3.1 On simulated data, L1EM provides accurate estimates at loci with sufficient coverage

Five simulations were performed using the Flux Simulator (Griebel et al., 2012). The Flux Simulator models and simulates each step of an RNA-seq experiment: reverse transcription, fragmentation, adapter ligation, PCR amplification, gel segregation and sequencing. For each of the five simulations, we combined reads from two simulations: 30 000 proper LINE-1 reads were simulated from transcripts that exactly span each L1HS locus that includes the 5’ UTR and 500 000 passive LINE-1 reads were simulated from transcripts that begin 400 bases upstream of each L1HS or L1PA* element and continue 400 bases downstream of the element. The simulation of proper LINE-1 reads is considered the ground truth for LINE-1 expression and the simulation of passive LINE-1 reads is treated as contamination from passive co-transcription. The 76 basepair error model was used and the transcription start site variation was decreased from 25 to 5. This simulation set up was chosen to approximately align with the HEK293 RNA-seq data considered in Section 3.2.

To evaluate L1EM, we compared the number of reads assigned to L1HS ‘only’ transcripts at each locus in each simulation to the simulated expression levels in the first (proper L1HS) simulation. L1EM shows good agreement with these simulations (r2=0.83) especially at loci where at least 100 reads pairs are estimated to align (dotted line in Fig. 2, left panel.) We also tested SQuIRE (Yang et al., 2019) and counted unique L1HS alignments in these simulations. SQuIRE does not explicitly differentiate between proper and passive transcription, but it does estimate the start and stop of each repeat associated transcript. Therefore, we defined transcripts that start 50 bases or more upstream to be passive, and treated other transcripts as being indicative of proper LINE-1 expression. SQuIRE provides similar estimates at most loci (Fig. 2, center), but some proper transcription is misclassified as passive and vice versa, decreasing the overall agreement between simulation and estimation (r2=0.7). Merely counting unique alignments yields a poor estimate (Fig. 2, right).

Fig. 2.

Fig. 2.

Simulated data. Simulations were performed using the Flux Simulator. Note that plots have a square root scaling. Left: L1EM shows good agreement with simulation. Center: SQuIRE performs well but sometimes struggles to separate proper LINE-1 transcription from passive co-transcription. Right: Simply counting unique alignments yields a poor estimate

To test our choice of aligner and alignment parameters, we calculated the fraction of simulated L1HS reads that align, and the fraction of those for which the correct alignment is one of the candidates. bwa aln aligned 79% of the simulated reads, and for 99% of those the correct alignment was one of the candidates. Using TCGA STAR parameters, 72% aligned, with 67% having the correct alignment as one of the candidates. Increasing the number of allowed alignments to 1000 (as per SQuIRE), the fraction of read that align rose to 77%, with 93% of those having the correct alignment as a candidate. Surprisingly further increasing this parameter to 10 000 yielded worse results.
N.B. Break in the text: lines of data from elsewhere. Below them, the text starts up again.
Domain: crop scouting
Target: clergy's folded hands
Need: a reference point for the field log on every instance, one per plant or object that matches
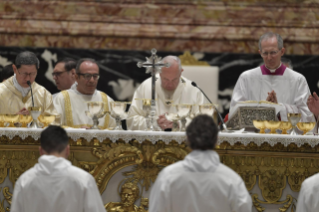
(313, 104)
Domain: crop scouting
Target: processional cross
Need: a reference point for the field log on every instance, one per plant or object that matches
(153, 65)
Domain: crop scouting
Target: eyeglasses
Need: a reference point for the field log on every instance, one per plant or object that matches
(57, 74)
(272, 53)
(89, 76)
(25, 75)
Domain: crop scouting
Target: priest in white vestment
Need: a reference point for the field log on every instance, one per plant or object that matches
(200, 182)
(171, 88)
(54, 184)
(72, 103)
(273, 82)
(15, 93)
(64, 74)
(308, 196)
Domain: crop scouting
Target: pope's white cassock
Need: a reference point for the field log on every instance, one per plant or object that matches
(185, 93)
(72, 104)
(291, 89)
(308, 195)
(13, 97)
(199, 183)
(54, 184)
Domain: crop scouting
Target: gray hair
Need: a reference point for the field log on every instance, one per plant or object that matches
(27, 58)
(171, 58)
(77, 69)
(269, 35)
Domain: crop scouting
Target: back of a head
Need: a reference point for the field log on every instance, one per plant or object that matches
(27, 58)
(7, 72)
(69, 63)
(54, 139)
(202, 133)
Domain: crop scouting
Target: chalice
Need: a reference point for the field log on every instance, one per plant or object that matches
(173, 118)
(272, 125)
(118, 112)
(183, 111)
(95, 111)
(260, 124)
(25, 120)
(46, 120)
(35, 113)
(11, 119)
(294, 118)
(306, 126)
(285, 125)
3.2 L1EM estimates agree with L1 5’RACE long read sequencing in HEK293 cells

Deininger et al. (2017) used the 5’RACE technique to specifically amplify LINE-1 transcripts beginning with the L1 5’UTR in HEK293 cells. PacBio reads exceeding 1000 letters in length were sequenced from the first 1237 bases of the amplified transcripts. We accessed these reads from the SRA database (SRR4099955), aligned them to hg38 using bwa mem, and then counted unique alignments to quantify LINE-1 transcripts beginning with the L1 5’UTR. As in the original analysis we found one L1HS element (22q12.1) that dominates expression, an L1HS element and a few L1PA2 elements that are moderately expressed, and a tail of loci with diminishing expression. Deininger et al. did not perform Illumina RNA-seq from these cells, so we ran L1EM on 2x150 bp strand-specific HEK293 RNA-seq reads from another study (Aktaş et al., 2017) (SRR3997504-7). To match the L1 5’RACE data, we pooled ‘only’ and ‘run-on’ transcripts. In their original analysis Deininger et al. found that most of the L1 5’RACE reads aligned to L1HS or L1PA2 elements. Thus, we focused on these two subfamilies.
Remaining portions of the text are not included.